Conceived in close collaboration with the artist, Ukrainian Newspaper brings together more than 800 works and showcases 20 of his most important series. Tea, Coffee, Cappuccino (2000-10) paints a grim but frank portrait of his native city, Kharkiv, documenting the pervasive influence of western capitalism, in contrast to the country’s permanent poverty. Huge advertising banners and colorful billboards populate the city, while old women offer “tea, coffee, cappuccino” to pedestrians. The photographer turns his lens towards the less well off, sitting with their shopping bags, waiting for the streetcar.
Mikhailov’s early work is represented by Red Series (1968-75), which opens the exhibition and reveals the omnipresence of the Soviet military in Ukraine. After the collapse of the Soviet Union, the red flags, placards, and billboards that had filled the streets disappeared almost instantly. In Mikhailov’s images, red was replaced with a cobalt blue that evokes cold and hunger. In the horizontal, hand-tinted images in At Dusk (1993), people queue for food or huddle around a bonfire. The social criticism in other images is implied rather that stated outright: The photographs in Yesterday’s Sandwich (1960s-1970s) allude to coded messages, common in times of artistic restrictions. With a biting but poetic irony, Mikhailov creates absurd and disembodied montages, including a giant pig purse wandering the road, or an armless Christ lying on two fried eggs.

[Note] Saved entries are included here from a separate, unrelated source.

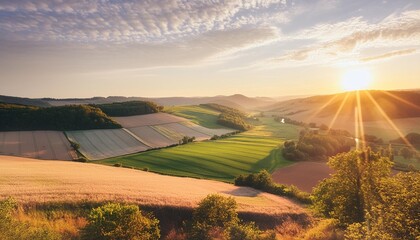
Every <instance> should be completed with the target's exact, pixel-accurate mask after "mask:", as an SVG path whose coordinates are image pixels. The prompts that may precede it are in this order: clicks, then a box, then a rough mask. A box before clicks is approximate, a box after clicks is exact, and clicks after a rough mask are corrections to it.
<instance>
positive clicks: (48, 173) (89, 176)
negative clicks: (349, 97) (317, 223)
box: [0, 156, 305, 215]
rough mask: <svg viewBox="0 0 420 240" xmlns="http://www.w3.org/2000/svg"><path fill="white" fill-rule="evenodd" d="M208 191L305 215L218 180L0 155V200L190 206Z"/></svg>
mask: <svg viewBox="0 0 420 240" xmlns="http://www.w3.org/2000/svg"><path fill="white" fill-rule="evenodd" d="M211 193H219V194H222V195H226V196H232V197H234V198H235V199H236V201H237V202H238V205H239V210H240V211H244V212H253V213H265V214H271V215H281V214H302V213H303V214H305V211H304V210H303V209H302V208H301V207H299V206H297V205H296V204H294V203H293V202H291V201H289V200H287V199H285V198H282V197H278V196H274V195H271V194H266V193H262V192H260V191H257V190H254V189H251V188H247V187H236V186H233V185H231V184H226V183H222V182H216V181H211V180H199V179H192V178H179V177H171V176H163V175H159V174H154V173H149V172H143V171H137V170H133V169H126V168H116V167H107V166H101V165H97V164H89V163H76V162H64V161H54V162H51V161H48V162H46V161H41V160H33V159H27V158H18V157H10V156H0V199H3V198H5V197H8V196H12V197H14V198H16V199H17V200H18V201H21V202H25V203H28V202H29V203H30V202H35V203H44V202H80V201H100V202H102V201H124V202H133V203H138V204H142V205H162V206H163V205H164V206H181V207H194V206H196V204H197V202H198V201H200V200H201V199H203V198H204V197H206V196H207V195H208V194H211Z"/></svg>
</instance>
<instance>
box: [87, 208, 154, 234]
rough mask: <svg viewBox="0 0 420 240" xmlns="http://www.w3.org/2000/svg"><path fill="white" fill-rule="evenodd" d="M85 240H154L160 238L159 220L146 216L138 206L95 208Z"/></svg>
mask: <svg viewBox="0 0 420 240" xmlns="http://www.w3.org/2000/svg"><path fill="white" fill-rule="evenodd" d="M88 221H89V223H88V225H87V226H86V228H85V229H84V232H83V239H89V240H95V239H98V240H99V239H101V240H124V239H126V240H133V239H138V240H140V239H141V240H147V239H150V240H154V239H159V238H160V230H159V220H157V219H156V218H154V217H152V216H150V215H147V214H144V213H142V212H141V211H140V209H139V207H138V206H136V205H121V204H119V203H108V204H106V205H104V206H101V207H98V208H94V209H92V211H91V212H90V214H89V216H88Z"/></svg>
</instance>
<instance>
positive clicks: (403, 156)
mask: <svg viewBox="0 0 420 240" xmlns="http://www.w3.org/2000/svg"><path fill="white" fill-rule="evenodd" d="M414 154H415V152H413V151H412V150H411V149H409V148H408V147H402V148H401V149H400V151H399V152H398V155H401V156H403V158H404V159H411V158H413V157H414Z"/></svg>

Mikhailov’s work explores the boundaries between documentary photography, conceptual work, painting, and performance, incorporating unexpected angles, photo montages, superimposed images, and colorization. In Luriki (1971-85), he hand-painted anonymous family photographs. But this colorful world is fake, illustrating how the Soviet regime tried to embellish the image of people’s daily lives through propaganda. Often blurred and crudely printed on cheap paper, Mikhailov’s images are imperfect and flawed, like life.
With his wife Vita, Mikhailov invited homeless people into their house and asked them to pose for a sum of money. Anamnesis (1997-98) fill an entire room, a series dedicated to the paupers, the ostracized, the vagrants, and the alcoholics, a gallery of tragic characters.
Above all, Mikhailov’s work reflects the upheavals that accompanied the collapse of the Soviet Union and its aftermath and mirrors a time that was a precursor to the present war. His sometimes violent, sometimes disturbing images have created a dialogue with history and memory.